Globalisation is a major topic of interest within Economic Geography. As with all words ending with 'tion' it is essentially the process of things becoming global. Hence, globalisation is a term associated with economic practices and the allocation of resources encountering new spaces across the world. It is a subject of intense debate about whether it has positive or negative effects on these 'new spaces' and there are many ethical questions that rise from 'globalisation'.
Globalisation and Economic Geography
Since Geography is the science of space and economics is concerned with the allocation of resources among competing forces, Globalisation is completely relevent to Geography. Globalisation devalues space with physical boundaries no longer becoming obstacles for trade and business, hence the term 'Global Village' is used to reflect a shrinking of the world. But the 'Global Village' is a place and that place is everywhere and particularly here - making sense? Well, we live in the global village where we wear clothes made in Indonesia, eat banana's from the carribbean, watch TV from Austrailia and listen to music from Europe.

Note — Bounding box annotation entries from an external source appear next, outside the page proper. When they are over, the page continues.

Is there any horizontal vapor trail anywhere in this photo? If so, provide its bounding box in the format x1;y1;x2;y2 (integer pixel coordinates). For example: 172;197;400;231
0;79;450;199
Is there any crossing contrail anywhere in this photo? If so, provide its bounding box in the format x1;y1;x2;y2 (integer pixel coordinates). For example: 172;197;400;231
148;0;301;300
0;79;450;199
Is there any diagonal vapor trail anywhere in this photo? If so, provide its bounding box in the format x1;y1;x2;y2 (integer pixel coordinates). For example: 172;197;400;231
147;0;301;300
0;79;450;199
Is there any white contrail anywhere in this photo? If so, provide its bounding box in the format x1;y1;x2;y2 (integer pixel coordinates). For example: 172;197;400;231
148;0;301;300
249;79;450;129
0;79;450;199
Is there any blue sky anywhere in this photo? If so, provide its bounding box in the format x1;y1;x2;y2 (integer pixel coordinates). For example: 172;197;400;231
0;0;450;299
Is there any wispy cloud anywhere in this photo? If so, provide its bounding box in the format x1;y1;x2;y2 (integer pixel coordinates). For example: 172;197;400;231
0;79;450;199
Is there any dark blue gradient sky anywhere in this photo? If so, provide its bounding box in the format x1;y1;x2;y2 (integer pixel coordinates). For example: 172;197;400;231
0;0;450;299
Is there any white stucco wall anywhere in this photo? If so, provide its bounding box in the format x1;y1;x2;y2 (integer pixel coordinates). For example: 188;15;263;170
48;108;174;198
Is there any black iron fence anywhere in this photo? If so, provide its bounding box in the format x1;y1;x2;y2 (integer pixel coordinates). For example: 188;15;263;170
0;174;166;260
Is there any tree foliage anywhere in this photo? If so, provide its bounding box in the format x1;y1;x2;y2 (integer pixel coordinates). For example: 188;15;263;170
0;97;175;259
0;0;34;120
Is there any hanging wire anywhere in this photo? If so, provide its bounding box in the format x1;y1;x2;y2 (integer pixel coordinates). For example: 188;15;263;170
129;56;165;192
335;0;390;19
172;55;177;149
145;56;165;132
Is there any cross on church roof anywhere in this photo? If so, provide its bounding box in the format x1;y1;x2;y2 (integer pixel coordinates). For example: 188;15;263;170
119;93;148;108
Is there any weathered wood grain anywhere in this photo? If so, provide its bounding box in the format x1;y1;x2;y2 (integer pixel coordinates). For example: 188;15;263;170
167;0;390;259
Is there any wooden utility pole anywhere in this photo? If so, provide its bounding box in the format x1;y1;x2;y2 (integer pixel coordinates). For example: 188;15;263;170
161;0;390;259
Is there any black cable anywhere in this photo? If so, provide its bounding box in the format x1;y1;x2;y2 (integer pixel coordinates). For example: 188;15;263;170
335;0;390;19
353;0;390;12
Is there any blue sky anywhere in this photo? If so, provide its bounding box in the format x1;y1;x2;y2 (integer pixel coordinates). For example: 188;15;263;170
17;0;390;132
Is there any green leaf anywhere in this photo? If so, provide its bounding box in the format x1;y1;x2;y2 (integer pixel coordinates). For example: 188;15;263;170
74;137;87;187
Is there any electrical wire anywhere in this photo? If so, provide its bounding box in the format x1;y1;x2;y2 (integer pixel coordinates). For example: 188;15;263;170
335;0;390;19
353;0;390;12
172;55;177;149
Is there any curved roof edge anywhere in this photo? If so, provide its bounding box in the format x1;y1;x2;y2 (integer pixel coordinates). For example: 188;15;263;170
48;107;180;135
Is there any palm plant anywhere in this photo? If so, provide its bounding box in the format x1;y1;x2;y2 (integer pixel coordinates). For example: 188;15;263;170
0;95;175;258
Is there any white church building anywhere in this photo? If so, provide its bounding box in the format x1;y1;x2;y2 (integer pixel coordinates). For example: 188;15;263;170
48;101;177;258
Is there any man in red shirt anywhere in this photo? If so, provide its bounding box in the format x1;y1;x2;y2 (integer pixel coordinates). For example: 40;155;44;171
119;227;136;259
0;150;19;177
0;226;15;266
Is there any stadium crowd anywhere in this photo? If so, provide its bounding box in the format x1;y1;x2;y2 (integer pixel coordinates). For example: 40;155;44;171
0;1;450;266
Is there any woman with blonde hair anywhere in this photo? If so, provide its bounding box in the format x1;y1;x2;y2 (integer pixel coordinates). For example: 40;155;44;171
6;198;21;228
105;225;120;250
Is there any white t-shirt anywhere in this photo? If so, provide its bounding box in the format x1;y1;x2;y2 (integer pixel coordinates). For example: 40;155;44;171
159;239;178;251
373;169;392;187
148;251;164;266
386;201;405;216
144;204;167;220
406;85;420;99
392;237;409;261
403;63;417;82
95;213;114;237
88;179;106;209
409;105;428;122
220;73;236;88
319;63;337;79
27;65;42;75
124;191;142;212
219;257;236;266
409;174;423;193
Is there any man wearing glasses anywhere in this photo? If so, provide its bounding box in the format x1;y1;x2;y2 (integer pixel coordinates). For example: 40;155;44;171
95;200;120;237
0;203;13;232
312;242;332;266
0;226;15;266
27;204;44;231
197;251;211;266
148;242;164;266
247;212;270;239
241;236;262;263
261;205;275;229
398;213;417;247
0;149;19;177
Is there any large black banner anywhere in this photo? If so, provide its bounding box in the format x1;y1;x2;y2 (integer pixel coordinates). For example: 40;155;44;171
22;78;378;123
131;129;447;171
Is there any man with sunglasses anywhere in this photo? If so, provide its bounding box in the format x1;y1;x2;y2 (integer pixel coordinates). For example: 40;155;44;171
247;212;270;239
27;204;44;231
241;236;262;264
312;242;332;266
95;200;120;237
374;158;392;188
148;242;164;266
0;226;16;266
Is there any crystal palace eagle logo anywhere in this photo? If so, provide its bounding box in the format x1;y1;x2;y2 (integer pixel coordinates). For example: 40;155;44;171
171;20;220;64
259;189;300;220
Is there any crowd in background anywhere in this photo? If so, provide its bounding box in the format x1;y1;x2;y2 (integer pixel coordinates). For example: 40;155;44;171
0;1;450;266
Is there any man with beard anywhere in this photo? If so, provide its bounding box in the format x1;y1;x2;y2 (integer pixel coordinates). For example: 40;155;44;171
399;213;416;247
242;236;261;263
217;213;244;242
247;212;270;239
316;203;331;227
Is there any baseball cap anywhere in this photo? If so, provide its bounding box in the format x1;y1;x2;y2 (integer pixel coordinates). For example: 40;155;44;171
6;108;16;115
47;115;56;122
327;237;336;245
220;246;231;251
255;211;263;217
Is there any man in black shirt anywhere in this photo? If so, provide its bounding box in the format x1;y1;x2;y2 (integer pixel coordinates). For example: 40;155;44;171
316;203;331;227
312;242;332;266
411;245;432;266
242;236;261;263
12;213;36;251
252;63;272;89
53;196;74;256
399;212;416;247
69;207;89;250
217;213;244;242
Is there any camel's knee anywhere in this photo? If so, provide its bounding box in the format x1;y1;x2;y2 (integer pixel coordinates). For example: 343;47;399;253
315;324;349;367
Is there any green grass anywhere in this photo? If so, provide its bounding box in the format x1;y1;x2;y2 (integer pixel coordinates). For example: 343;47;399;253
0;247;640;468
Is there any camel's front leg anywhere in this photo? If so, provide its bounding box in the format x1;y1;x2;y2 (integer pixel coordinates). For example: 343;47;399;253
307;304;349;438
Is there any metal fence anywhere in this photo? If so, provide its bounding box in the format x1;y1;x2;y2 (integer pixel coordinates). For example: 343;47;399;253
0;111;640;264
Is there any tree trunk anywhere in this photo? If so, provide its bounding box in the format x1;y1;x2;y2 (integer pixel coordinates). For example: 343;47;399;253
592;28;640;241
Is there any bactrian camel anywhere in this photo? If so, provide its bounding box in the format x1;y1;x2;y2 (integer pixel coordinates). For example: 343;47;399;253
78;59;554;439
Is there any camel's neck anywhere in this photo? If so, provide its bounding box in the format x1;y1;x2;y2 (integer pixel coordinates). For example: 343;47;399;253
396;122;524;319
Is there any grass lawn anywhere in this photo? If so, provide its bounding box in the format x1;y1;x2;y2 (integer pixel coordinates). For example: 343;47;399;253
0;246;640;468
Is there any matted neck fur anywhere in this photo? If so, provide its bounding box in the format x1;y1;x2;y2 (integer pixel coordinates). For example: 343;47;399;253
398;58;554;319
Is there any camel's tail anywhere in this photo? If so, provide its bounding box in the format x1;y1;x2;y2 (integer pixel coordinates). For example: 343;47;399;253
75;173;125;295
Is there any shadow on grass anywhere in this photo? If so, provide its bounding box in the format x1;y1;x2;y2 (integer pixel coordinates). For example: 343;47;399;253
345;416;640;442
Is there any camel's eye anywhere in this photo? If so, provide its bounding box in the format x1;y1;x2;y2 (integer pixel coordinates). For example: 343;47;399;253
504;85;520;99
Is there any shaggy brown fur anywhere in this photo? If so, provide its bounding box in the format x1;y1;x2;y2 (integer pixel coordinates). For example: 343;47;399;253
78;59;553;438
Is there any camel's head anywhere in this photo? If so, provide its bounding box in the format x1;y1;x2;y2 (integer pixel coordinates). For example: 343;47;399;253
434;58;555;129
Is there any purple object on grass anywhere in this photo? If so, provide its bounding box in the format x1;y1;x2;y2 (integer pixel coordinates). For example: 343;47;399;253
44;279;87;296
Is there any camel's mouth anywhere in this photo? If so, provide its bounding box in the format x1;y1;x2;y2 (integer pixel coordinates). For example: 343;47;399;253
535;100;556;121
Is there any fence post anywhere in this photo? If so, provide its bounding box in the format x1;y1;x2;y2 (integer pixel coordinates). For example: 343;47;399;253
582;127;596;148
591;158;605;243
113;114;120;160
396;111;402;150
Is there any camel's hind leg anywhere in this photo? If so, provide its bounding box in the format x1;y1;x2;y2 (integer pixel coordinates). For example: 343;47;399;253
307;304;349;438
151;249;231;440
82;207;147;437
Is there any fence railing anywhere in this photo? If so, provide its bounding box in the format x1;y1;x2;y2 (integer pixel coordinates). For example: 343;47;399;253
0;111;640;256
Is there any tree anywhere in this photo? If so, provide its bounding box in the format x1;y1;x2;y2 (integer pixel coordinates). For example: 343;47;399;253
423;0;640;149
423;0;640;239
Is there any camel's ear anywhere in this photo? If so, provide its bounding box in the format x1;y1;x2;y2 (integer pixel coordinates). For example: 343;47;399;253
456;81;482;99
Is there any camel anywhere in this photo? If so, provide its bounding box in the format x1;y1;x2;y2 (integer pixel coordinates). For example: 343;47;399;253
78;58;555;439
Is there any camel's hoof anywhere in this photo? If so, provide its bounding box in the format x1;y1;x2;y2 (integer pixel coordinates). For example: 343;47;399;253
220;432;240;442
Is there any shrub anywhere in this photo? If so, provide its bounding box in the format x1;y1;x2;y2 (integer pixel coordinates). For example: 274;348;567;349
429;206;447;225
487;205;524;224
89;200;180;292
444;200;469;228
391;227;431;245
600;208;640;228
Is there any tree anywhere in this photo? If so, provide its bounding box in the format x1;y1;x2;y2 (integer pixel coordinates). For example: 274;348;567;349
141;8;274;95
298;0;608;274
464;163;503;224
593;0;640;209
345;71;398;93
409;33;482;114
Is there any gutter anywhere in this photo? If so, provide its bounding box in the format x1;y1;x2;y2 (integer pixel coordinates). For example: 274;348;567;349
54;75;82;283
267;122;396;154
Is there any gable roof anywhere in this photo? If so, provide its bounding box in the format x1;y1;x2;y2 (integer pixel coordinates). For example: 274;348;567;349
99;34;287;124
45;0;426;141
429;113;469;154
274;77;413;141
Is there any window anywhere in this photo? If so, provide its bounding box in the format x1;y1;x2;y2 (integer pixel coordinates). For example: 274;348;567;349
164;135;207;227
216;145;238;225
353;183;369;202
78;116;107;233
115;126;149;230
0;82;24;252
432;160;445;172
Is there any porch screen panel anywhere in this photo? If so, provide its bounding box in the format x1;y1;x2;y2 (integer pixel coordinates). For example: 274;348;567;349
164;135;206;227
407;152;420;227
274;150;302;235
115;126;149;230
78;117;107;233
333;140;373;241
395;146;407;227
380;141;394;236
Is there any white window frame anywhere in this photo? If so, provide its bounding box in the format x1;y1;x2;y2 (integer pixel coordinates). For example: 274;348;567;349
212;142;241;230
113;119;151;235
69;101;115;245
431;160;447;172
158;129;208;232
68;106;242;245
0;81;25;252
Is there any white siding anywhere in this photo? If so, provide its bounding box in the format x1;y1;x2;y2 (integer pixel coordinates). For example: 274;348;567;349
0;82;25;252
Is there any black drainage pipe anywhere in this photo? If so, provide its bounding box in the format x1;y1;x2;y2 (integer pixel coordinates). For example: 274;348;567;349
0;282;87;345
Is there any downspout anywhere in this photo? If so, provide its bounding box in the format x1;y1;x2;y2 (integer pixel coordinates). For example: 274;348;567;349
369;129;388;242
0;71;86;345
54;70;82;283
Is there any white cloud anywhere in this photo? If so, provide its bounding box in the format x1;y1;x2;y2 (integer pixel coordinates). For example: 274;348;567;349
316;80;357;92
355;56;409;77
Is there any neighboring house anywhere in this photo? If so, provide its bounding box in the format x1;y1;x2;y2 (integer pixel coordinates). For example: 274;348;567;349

As Economic Geography deals with the economic disparities over space, and the continuing changes of economies of space, globalisation becomes important to this subject because it is a process that changes economies over space and the way people live their lives. Additionally, global trade can see decisions made in one place have dire repercussions on another. For example a decision in London can affect employment in Shanghei or natural disasters in Peru affect Coffee prices in New York.